The aqueous humor is examined. This is the clear gel-like liquid filling the front of the eye between the iris and the cornea, also known as the anterior chamber. This should be completely transparent. If this portion of the eye appears hazy, it’s known as uveitis. This occurs when inflammatory cells accumulate in this normally clear liquid. Sometimes known as an aqueous flare, uveitis can arise either from infection or inflammation of the cornea or the eye itself, or it can be a reflection of systemic disease such as toxoplasmosis, which we covered in a previous article. This is why your veterinarian may recommend blood tests in a cat with uveitis. He or she may be testing for parasitic, bacterial or viral infections.
The fundus refers to the structures in the large part of the eye, behind the iris and pupil. Dilating the pupil allows visualization of the back of the eye, where abnormalities can help diagnose disease.
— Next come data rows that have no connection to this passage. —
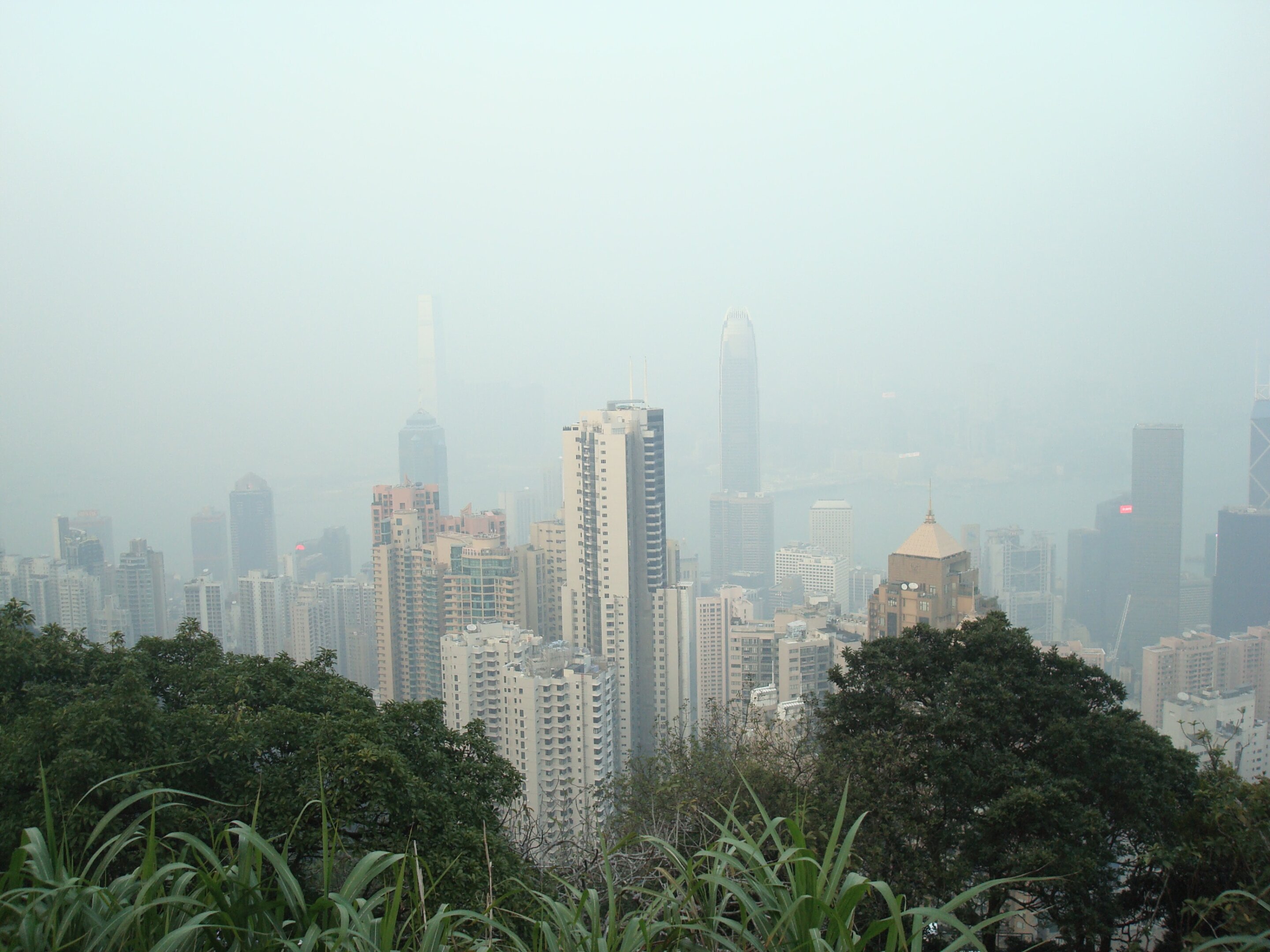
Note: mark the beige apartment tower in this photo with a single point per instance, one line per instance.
(615, 551)
(929, 580)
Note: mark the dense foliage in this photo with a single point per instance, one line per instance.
(764, 892)
(983, 758)
(257, 738)
(979, 757)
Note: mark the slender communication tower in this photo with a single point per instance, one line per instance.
(430, 352)
(1259, 441)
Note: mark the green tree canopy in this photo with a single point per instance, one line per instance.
(981, 757)
(263, 735)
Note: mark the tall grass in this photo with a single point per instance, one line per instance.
(765, 892)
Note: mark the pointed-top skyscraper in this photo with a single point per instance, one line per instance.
(738, 403)
(422, 442)
(742, 550)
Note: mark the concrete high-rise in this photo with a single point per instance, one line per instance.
(738, 403)
(521, 507)
(550, 710)
(110, 619)
(1155, 574)
(422, 455)
(1021, 578)
(741, 516)
(717, 615)
(832, 528)
(675, 657)
(929, 582)
(98, 526)
(205, 602)
(822, 573)
(253, 535)
(615, 539)
(1098, 570)
(549, 539)
(140, 586)
(265, 605)
(210, 544)
(1201, 662)
(321, 559)
(742, 545)
(1241, 587)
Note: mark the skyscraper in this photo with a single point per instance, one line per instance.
(742, 545)
(1241, 588)
(431, 361)
(741, 517)
(92, 522)
(254, 540)
(142, 588)
(615, 539)
(422, 454)
(1155, 576)
(209, 537)
(738, 403)
(521, 507)
(265, 605)
(1021, 578)
(205, 601)
(1259, 449)
(929, 580)
(322, 559)
(832, 526)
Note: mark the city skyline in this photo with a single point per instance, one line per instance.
(288, 281)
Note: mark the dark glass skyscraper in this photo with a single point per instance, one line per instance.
(253, 536)
(1241, 588)
(1259, 451)
(738, 403)
(210, 544)
(1155, 576)
(422, 455)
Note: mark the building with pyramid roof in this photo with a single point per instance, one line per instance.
(930, 580)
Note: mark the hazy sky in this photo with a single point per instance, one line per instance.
(215, 223)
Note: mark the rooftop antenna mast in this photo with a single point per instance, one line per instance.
(1260, 391)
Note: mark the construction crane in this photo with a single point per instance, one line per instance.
(1119, 634)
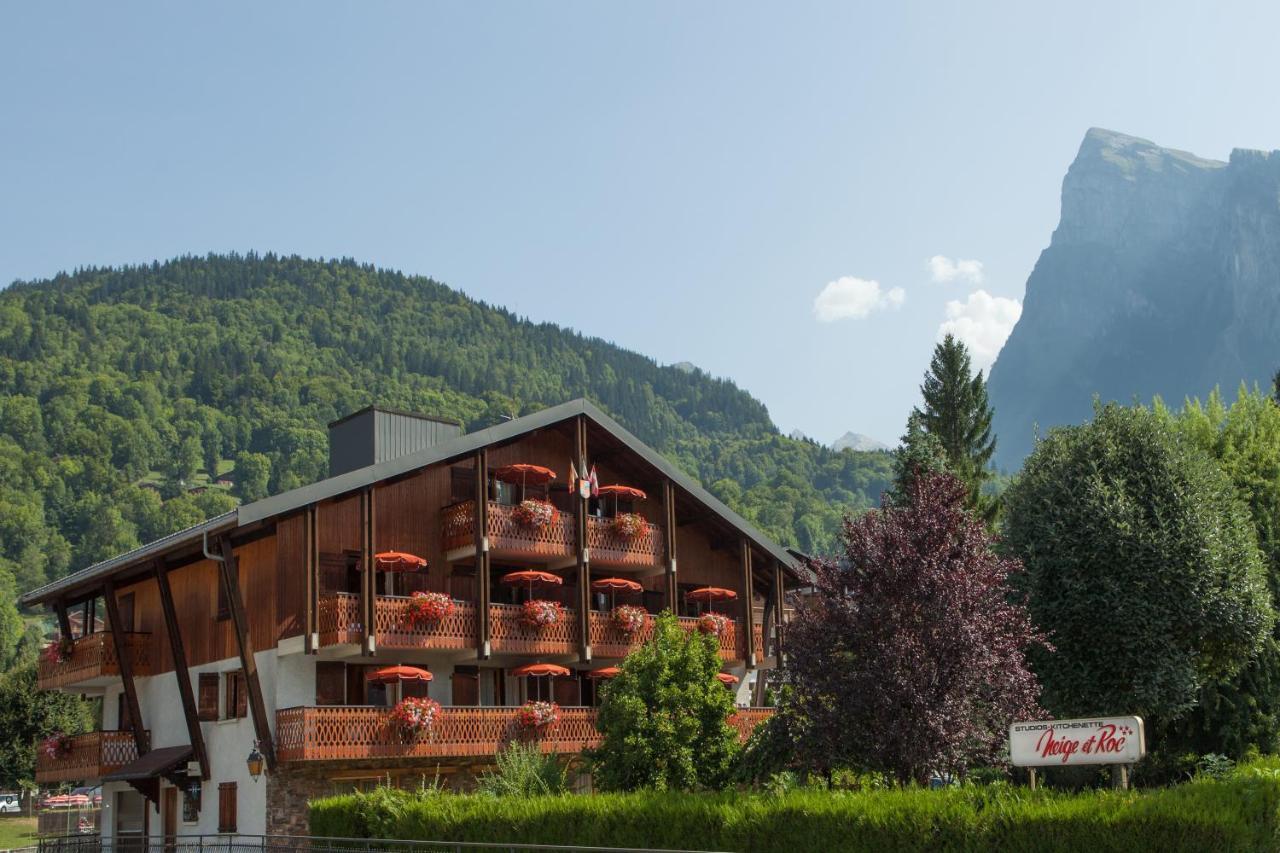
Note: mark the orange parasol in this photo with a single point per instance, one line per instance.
(536, 670)
(398, 561)
(624, 491)
(531, 576)
(397, 674)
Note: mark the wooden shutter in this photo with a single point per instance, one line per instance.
(208, 698)
(330, 683)
(227, 807)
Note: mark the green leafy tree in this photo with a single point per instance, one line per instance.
(1141, 565)
(252, 474)
(27, 716)
(956, 414)
(1242, 712)
(664, 717)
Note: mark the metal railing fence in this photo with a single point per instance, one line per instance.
(305, 844)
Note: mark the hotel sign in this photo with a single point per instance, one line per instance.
(1092, 740)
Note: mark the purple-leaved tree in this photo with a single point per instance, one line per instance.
(910, 656)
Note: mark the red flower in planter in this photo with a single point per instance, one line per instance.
(535, 715)
(539, 612)
(428, 609)
(629, 619)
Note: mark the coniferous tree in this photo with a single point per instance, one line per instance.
(956, 413)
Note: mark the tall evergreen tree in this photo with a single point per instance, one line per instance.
(956, 414)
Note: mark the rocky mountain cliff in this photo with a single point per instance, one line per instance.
(1161, 278)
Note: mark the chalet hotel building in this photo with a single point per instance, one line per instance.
(254, 661)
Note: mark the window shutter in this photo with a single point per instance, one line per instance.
(208, 701)
(227, 807)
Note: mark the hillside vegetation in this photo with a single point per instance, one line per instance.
(124, 389)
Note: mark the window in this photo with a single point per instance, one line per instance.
(206, 701)
(237, 696)
(227, 807)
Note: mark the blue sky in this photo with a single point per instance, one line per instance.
(758, 188)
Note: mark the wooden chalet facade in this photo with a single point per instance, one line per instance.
(259, 629)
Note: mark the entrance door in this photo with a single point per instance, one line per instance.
(169, 817)
(131, 821)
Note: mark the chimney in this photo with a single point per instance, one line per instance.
(374, 434)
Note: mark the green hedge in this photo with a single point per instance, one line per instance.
(1234, 813)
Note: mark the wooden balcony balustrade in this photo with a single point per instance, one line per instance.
(338, 733)
(339, 623)
(507, 537)
(94, 660)
(88, 757)
(611, 547)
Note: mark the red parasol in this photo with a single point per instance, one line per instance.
(624, 491)
(531, 576)
(398, 561)
(615, 585)
(536, 670)
(397, 674)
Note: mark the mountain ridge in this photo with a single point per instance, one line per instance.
(1160, 279)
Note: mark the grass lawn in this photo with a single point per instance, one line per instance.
(17, 831)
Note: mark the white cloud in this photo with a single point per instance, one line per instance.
(854, 297)
(945, 269)
(983, 323)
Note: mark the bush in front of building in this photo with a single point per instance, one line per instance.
(1235, 812)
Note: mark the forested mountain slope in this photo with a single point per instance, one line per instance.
(126, 392)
A drop of atropine may be used to dilate the pupil, and an ophthalmoscope is used to examine the back of the eye, including the retina, the blood vessels and the optic disc. This is where the optic nerve exits the back of the eye, connecting it to the brain. Swelling, discoloration or other abnormalities of the optic disc can be seen with inflammatory and viral diseases, and retinal detachment appears as a sheer curtain billowing in the back of the eye.
An ophthalmoscope is used to examine the back of an animal’s eye.
An animal with blepharospasm, or squinting, would be showing signs of pain. This could be coming from a scratch or an ulcer on the surface of the cornea, but that can be very hard to see with the naked eye. A fluorescein stain is used to evaluate the surface of the cornea, usually used in conjunction with a topical anesthetic, proparacaine, since the eye is often painful. The stain shows up as a green patch on any defect in the cornea’s surface. If there is no stain uptake, it’s an indication that the surface of the cornea is intact.
This is a normal eye with no ulcer. You can see the vivid green fluorescein dye around the margins of the eye because it is being illuminated with an ultraviolet light.
A fluorescein stain is often recommended before using any steroids in the eye. Antibiotic drops or ointment may be used for treating infections such as conjunctivitis, but sometimes, steroids will help with chronic inflammatory diseases. However, using steroids when there’s a corneal abrasion or ulcer can lead to a worsening of the condition, slowing down healing and causing complications. It’s always best to seek medical attention first before using any medications in your pet’s eyes.
Schirmer Tear Test
This test is done with a small strip of absorbent paper, which evaluates the quantity of tears an eye produces in a short period of time. Poor tear production results in a constantly irritated cornea, which can lead to chronic changes over time. This condition is known as keratoconjunctivitis sicca, shortened to KCS or “dry eye,” and is treated with daily eye ointment.
This little dog is undergoing a tear test to determine whether he has dry eye.
The Schiotz tonometer is used to test the pressure inside the eyeball. An anesthetic eye drop is first used to temporarily desensitize the cornea, and the tonometer is gently rested against the surface to test pressure. Normal intraocular pressure (IOP) is between 10 and 20 mm Hg, which is a unit of measurement for pressure. Increased pressure can indicate a serious and painful condition called glaucoma, which may lead to blindness and loss of an eye.
Administering a test for glaucoma.
These tools are essential in evaluating the eye, in looking for changes which could indicate a serious problem with the eye or even systemic disease. Any change in your pet’s eyes merits a visit to your veterinarian, who will most likely recommend several of these diagnostic tools. For more information, visit the Long Beach Animal Hospital website and search for eye disease.
LBAH often examines wildlife. Here, a veterinarian uses specialized equipment to diagnose a sea lion’s ocular issues.